2 Name: 404 - Name Not Found 2006-02-20 12:38 ID:Heaven

This is by no means limited to end-users only either. The number of insecure webapps that are deployed either by hobbyists or professionals also pose a threat. For example, take that DQN thread that had people posting their world4ch cookies. That vulnerability could have been used for far more nefarious purposes. There is also the slew of XSS vulnerabilities in sites such as myspace and livejournal. If these are leveraged for more than just stealing people's cookies there may be grave concesquences. Just recently a list of usernames and passwords mined from myspace users was released. Not only does this allow one to screw up someone's myspace, but the majority of these logins may be used in other places. I'm certain that at least some of these may be used to find online banking information, paypal users, blackmail material, or numerous other things with real-world repercussions.
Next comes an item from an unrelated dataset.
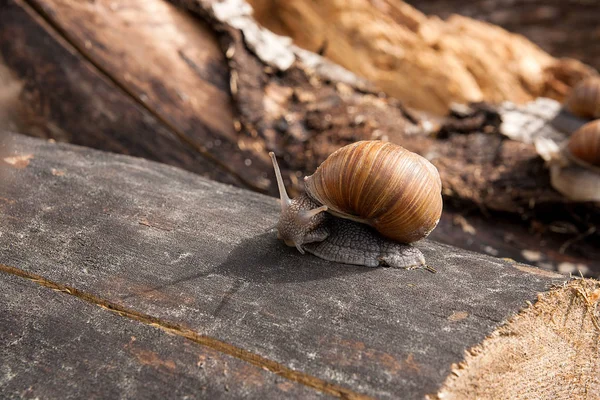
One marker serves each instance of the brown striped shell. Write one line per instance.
(381, 184)
(584, 100)
(584, 143)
3 Name: 404 - Name Not Found 2006-02-22 17:56 ID:Heaven

>For example, take that DQN thread that had people posting their world4ch cookies.

actually they were 4chan cookies, not world4ch. the vulnerable scripts were http://dis.4chan.org/derefer.php and http://www.4chan.org/derefer.php.
lol, someone mentioned my dqn exploits on /net/.

4 Name: 404 - Name Not Found 2006-02-22 18:53 ID:Heaven

>>3 I stand corrected. However, my thead is lonely still.

This thread has been closed. You cannot post in this thread any longer.